3. The method according to claim 1 wherein said means of step (a) is a stereolithography machine process.

4. The method according to claim 1, wherein said means of step (a) is a fused deposition modeling machine process.

5. The method according to claim 1, wherein said making said mold of step (b) includes attaching a support plate thereto.

6. The method according to claim 1, wherein said making said mold in step (b) includes the step (b1) of forming a tool and then step (b2) of forming said mold from said tool.

7. The method according to claim 1, wherein said printing of step (c) includes printing by means of a high-resolution wide-format inkjet printer.

8. The method according to claim 1 wherein said mold has vent holes around the perimeter of said high resolution three-dimensional surface.

9. The method according to claim 2 wherein said mold has vent holes around the perimeter of said high resolution three-dimensional surface.

10. The method according to claim 1 wherein said making said mold of step (b) includes the step of forming vent holes at key positions in said high resolution three-dimensional surface.

11. The method according to claim 2, wherein said making said mold of step (b) includes the step of forming vent holes at key positions in said high resolution three-dimensional surface.

12. The method according to claim 1, wherein said printing desired map features of step (c) includes step (c1) of providing a set of high resolution image data elements and step (c2) of preprocessing said data elements to improve said registration of step (d) to non-flat portions of said high resolution three-dimensional surface.

13. The method according to claim 12 wherein said preprocessing said set of high resolution data elements of step (c2) includes repositioning a data element in relation to the local slope and rate of change of the corresponding topographical map feature on the mold form.

14. The method according to claim 1 wherein said making said mold of Step (b) includes making at least two said molds and attaching said at least two molds to a single support plate immediately adjacent each other thereby forming a single mold for making a single high resolution relief map.
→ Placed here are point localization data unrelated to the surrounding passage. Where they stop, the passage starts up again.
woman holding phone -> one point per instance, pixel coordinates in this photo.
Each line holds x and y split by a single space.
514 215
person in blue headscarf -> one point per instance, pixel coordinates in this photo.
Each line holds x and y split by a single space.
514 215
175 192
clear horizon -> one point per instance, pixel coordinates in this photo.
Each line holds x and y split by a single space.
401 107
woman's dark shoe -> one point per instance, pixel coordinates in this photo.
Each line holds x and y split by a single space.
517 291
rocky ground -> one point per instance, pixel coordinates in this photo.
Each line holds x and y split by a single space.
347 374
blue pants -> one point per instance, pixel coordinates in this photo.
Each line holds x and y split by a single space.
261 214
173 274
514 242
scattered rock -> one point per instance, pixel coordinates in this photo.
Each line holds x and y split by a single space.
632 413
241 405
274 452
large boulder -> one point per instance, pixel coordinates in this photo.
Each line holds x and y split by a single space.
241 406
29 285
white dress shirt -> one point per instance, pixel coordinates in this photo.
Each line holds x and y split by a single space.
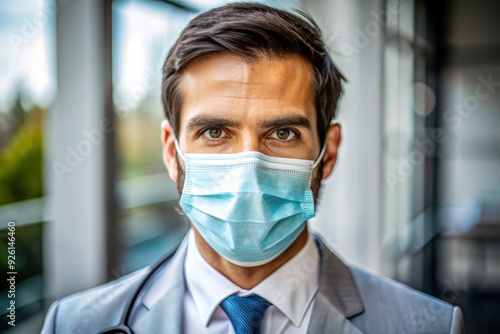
291 290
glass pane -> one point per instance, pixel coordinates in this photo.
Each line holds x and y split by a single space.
27 88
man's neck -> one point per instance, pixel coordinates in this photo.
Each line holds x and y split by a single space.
248 277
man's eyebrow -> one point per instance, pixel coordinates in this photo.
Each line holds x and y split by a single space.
292 120
211 121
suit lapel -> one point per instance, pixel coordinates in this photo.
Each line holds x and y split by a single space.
161 311
338 298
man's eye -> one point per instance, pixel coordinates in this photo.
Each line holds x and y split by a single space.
284 134
213 133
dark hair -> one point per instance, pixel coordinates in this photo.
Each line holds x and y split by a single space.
253 31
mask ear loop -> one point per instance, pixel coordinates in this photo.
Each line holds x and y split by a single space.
178 149
320 157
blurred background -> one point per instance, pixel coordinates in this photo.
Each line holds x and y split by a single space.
415 195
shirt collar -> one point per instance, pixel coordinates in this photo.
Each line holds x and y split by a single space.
290 288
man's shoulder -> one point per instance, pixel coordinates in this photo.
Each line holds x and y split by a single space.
392 307
93 308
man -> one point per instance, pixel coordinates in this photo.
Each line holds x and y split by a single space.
249 93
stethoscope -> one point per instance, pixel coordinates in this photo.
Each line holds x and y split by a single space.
123 327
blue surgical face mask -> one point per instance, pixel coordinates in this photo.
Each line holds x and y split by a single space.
249 207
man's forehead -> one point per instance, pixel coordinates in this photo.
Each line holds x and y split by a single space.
224 66
223 79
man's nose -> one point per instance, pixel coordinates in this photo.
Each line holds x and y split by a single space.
250 142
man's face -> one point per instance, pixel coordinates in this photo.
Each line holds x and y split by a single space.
231 105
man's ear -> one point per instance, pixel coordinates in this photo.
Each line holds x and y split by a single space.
169 152
332 142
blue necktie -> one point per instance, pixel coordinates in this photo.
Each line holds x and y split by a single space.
245 313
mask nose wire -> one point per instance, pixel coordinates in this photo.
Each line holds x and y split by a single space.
316 163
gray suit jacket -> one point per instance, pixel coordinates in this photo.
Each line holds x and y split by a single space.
349 300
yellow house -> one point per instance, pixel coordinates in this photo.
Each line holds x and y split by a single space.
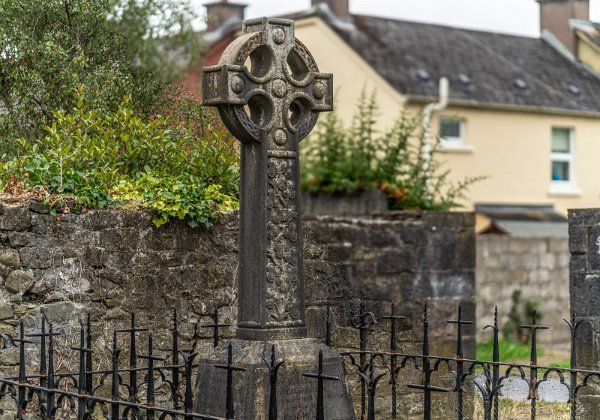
522 111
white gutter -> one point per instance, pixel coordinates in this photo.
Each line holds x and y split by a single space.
426 124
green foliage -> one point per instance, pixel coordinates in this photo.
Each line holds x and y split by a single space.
521 313
510 350
115 48
339 159
94 159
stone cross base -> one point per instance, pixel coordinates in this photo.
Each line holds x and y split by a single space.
296 394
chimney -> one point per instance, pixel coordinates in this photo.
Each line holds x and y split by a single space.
340 8
218 12
555 16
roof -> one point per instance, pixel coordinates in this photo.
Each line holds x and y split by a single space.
496 69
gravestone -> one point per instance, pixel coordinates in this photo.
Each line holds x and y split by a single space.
269 91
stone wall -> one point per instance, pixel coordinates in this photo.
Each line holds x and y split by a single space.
111 262
584 246
538 267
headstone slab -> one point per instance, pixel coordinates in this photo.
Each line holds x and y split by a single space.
296 394
269 92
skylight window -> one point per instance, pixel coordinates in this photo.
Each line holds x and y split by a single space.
521 84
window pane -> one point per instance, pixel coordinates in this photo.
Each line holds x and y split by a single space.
560 171
449 128
561 140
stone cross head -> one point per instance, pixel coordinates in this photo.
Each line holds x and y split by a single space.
269 92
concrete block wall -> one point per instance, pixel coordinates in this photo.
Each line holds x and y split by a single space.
584 247
539 267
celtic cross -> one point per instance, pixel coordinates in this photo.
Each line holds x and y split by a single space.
269 91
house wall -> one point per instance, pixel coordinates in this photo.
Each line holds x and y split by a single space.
506 146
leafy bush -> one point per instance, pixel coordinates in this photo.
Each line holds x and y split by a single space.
339 159
94 159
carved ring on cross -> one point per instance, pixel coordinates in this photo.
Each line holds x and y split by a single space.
281 93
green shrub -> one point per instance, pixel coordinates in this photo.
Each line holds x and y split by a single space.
338 159
94 159
521 313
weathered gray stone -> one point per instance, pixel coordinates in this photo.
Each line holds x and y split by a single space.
6 311
116 313
18 239
296 396
362 203
36 256
9 357
18 281
10 257
271 292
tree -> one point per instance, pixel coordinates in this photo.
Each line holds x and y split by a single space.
115 48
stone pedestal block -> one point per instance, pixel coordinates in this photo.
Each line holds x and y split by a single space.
296 394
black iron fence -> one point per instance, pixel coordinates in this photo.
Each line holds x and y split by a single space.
130 392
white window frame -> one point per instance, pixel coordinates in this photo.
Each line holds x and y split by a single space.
559 187
454 144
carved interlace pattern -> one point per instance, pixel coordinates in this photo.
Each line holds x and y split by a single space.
282 248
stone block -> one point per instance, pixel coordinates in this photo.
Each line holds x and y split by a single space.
6 311
451 284
36 256
38 207
15 218
10 258
588 217
394 261
18 281
381 236
18 239
296 394
585 293
578 264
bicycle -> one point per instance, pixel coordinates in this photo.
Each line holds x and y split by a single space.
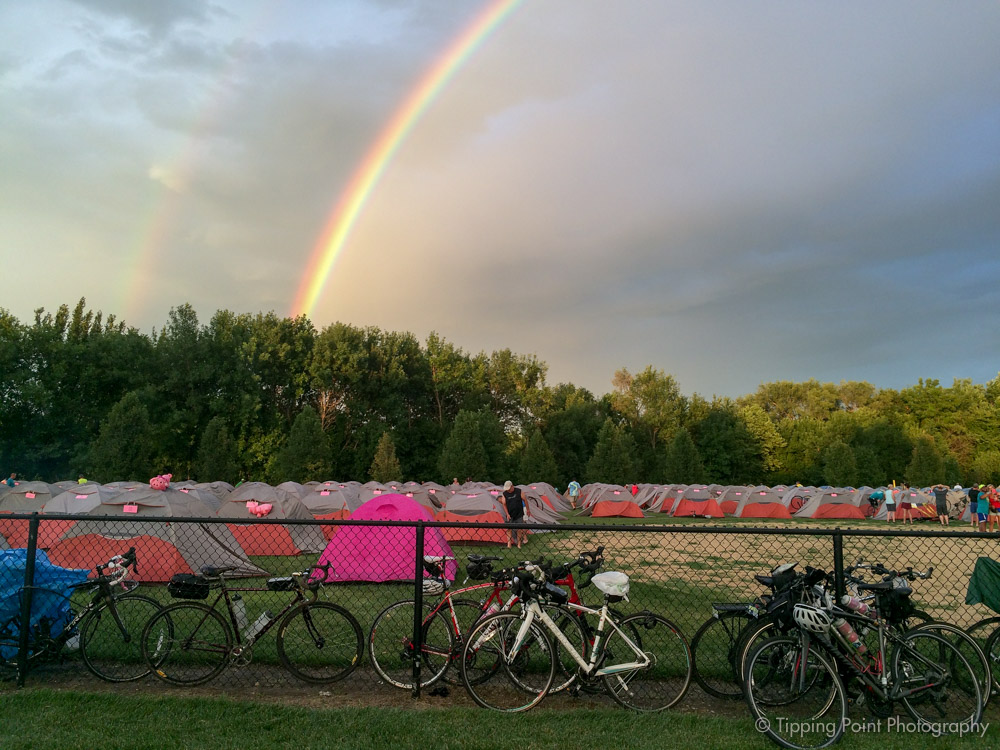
318 642
391 645
108 627
796 695
508 661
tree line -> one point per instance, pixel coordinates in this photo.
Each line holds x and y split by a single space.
270 398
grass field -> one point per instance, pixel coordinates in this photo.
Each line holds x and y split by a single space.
40 719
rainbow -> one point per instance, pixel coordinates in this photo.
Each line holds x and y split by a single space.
354 197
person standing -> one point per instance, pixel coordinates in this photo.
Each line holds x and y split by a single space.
517 508
973 493
941 501
573 490
905 505
890 504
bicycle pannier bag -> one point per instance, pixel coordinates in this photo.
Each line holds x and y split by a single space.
188 586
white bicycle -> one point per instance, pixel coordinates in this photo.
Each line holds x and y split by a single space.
509 662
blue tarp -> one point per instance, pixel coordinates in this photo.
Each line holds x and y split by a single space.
50 597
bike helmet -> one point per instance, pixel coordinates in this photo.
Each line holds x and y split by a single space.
811 618
434 586
612 583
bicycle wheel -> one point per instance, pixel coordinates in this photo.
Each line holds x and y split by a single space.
713 653
320 642
467 612
111 651
390 645
968 647
939 688
187 643
794 694
497 673
665 681
981 632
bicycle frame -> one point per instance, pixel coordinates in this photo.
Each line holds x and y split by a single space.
589 667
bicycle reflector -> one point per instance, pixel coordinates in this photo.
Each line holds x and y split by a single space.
612 583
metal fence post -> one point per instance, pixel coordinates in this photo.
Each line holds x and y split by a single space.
26 595
838 564
418 608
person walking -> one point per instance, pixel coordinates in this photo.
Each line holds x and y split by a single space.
516 510
973 493
890 504
573 490
941 501
905 505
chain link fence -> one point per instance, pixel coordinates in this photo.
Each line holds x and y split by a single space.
675 571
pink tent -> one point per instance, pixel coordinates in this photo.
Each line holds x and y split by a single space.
384 553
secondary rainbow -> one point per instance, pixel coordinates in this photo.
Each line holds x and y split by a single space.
366 176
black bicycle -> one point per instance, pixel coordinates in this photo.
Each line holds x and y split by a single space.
189 642
108 627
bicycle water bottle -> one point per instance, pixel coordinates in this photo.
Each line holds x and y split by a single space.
852 602
843 627
259 624
240 610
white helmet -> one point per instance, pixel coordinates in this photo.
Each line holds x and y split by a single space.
811 618
434 586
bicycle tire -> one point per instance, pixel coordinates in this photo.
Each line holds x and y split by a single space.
468 613
713 654
943 679
971 650
320 642
499 680
390 645
789 702
187 643
981 632
666 680
105 650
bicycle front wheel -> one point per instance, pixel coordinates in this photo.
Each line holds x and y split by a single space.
794 694
391 645
501 674
665 680
938 687
320 642
112 647
713 654
187 643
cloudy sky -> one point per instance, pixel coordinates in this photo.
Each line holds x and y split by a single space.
733 192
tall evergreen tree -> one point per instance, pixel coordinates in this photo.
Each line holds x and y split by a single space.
463 454
840 468
217 457
537 462
306 454
385 466
683 462
125 449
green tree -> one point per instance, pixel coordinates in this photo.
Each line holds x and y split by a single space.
926 466
217 456
125 449
613 461
537 462
840 468
683 462
306 455
463 454
385 466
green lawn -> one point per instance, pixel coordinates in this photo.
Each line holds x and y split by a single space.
40 719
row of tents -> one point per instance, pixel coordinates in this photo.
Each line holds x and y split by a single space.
718 501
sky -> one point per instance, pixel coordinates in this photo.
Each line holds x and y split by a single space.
733 193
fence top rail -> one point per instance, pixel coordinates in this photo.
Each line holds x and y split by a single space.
594 528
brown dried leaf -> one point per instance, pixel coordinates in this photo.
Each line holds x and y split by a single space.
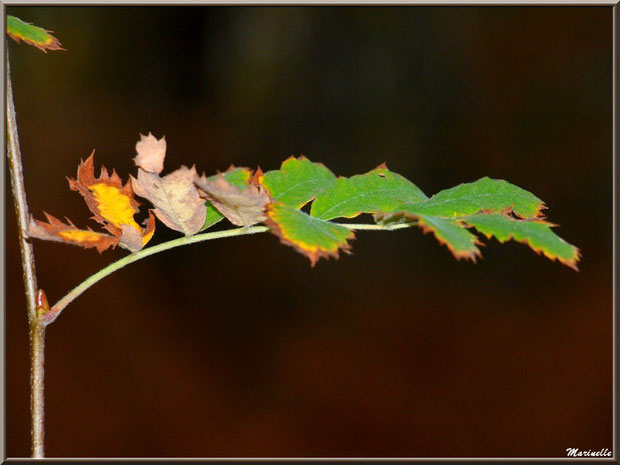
242 207
175 197
151 153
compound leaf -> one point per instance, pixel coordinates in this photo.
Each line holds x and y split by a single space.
297 181
310 236
19 30
379 190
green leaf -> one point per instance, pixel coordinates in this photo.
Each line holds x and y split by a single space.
451 233
38 37
310 236
239 177
297 181
535 233
470 198
379 190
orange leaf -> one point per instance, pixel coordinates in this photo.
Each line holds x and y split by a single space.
56 230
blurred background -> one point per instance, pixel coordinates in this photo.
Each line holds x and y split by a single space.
239 348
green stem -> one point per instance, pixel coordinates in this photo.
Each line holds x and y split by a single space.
55 311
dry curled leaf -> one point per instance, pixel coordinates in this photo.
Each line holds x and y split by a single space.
151 153
175 197
242 207
113 206
56 230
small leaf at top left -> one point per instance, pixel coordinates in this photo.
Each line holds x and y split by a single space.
19 30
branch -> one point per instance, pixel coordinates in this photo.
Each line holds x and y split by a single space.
37 329
55 311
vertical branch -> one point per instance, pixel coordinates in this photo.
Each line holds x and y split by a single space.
37 329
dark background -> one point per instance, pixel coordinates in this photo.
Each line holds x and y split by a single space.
237 347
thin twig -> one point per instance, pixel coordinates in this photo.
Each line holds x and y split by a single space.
37 329
55 311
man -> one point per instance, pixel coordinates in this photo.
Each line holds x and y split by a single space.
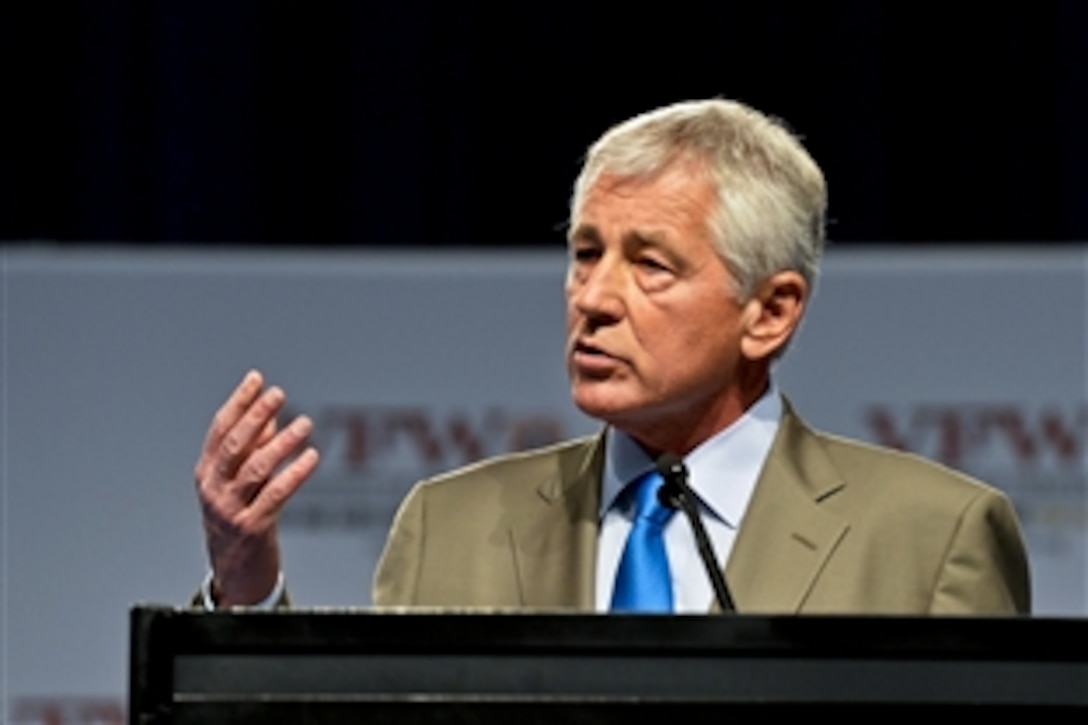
695 236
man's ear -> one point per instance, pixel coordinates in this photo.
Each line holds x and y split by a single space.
773 315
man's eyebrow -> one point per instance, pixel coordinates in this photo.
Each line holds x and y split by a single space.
585 233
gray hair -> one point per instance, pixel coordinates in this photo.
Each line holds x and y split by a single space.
771 196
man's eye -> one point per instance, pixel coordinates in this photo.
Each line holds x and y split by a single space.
584 254
653 265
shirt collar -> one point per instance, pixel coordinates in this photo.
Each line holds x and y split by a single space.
722 470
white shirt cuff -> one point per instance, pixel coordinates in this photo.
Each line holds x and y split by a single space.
267 603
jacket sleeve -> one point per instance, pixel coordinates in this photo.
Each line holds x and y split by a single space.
397 574
985 570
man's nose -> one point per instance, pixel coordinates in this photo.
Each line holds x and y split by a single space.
600 294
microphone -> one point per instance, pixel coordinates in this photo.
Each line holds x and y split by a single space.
676 493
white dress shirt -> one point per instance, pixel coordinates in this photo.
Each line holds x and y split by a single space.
722 472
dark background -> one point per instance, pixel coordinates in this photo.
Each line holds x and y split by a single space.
461 123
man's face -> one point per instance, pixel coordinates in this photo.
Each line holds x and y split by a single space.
653 327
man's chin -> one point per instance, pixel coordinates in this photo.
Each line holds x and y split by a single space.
602 404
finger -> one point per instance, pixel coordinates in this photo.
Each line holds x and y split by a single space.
240 440
271 499
232 410
260 465
268 433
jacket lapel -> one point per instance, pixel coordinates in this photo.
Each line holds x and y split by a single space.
554 531
786 537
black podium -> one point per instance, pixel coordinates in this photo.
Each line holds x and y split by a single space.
375 666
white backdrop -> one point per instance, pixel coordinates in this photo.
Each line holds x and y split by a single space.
113 361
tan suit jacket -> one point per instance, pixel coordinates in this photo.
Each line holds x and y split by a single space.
833 526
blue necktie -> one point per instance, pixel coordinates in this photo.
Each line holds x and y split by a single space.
643 582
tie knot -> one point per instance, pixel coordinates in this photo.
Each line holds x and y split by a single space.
646 503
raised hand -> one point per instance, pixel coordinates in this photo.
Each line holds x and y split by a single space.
246 472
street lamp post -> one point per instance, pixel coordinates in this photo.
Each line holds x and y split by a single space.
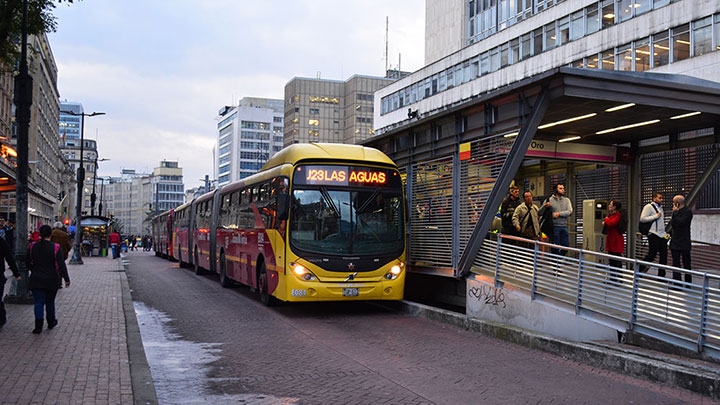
102 189
93 196
76 257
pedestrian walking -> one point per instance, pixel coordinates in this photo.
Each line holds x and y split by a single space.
561 210
657 238
526 221
680 243
507 209
61 237
614 239
114 240
7 233
47 266
6 255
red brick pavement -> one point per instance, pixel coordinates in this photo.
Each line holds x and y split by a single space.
86 358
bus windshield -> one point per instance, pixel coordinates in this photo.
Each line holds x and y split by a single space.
367 221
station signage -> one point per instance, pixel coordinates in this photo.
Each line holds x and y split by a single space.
329 175
571 151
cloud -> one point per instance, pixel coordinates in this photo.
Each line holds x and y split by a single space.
161 70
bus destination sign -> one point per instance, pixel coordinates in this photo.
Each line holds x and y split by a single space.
342 175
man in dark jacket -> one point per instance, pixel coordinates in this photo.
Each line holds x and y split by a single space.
507 209
61 238
680 243
5 256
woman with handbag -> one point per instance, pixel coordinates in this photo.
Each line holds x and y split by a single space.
47 266
614 239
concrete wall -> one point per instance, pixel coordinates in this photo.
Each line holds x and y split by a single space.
513 306
445 22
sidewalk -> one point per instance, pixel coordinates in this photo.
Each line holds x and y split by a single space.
94 355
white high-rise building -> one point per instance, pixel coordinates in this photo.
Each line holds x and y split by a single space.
248 134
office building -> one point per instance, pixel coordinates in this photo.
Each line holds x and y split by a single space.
248 134
70 132
133 198
336 111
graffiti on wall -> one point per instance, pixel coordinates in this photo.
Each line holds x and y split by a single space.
488 294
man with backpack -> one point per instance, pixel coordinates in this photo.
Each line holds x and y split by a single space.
657 240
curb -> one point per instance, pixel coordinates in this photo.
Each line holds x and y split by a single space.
141 379
692 377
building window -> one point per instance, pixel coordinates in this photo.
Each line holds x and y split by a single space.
550 37
702 36
608 13
592 20
642 55
681 42
608 60
661 49
623 59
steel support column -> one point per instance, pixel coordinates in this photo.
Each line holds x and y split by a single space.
509 168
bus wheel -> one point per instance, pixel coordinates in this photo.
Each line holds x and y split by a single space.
224 279
198 270
265 298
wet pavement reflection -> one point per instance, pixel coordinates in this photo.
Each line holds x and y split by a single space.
180 368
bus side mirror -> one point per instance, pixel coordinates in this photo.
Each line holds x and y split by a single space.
282 211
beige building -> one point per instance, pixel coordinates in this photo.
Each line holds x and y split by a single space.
47 173
320 110
134 198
15. A method of making a high resolution relief map comprising the steps:

(a) Providing a rapid-prototyping process machine for making a thermoforming mold having a high resolution three-dimensional surface which models the three-dimensional surface of the earth with high resolution topographical map features, each said map feature having unique physical characteristics;

(b) Making said mold utilizing said machine of step (a);

(c) Providing a set of high resolution image data elements representing desired map features corresponding to respective topographical map feature on said mold;

(d) Adjusting the position of each of said image data elements in relation to said physical characteristics of its respective corresponding topographical map feature on the mold;

(e) Printing said desired map features, as adjusted in step (d), on a thin formable plastic film;

(f) Positioning said printed film in a thermoforming machine; and

(g) Thermoforming said high resolution relief map.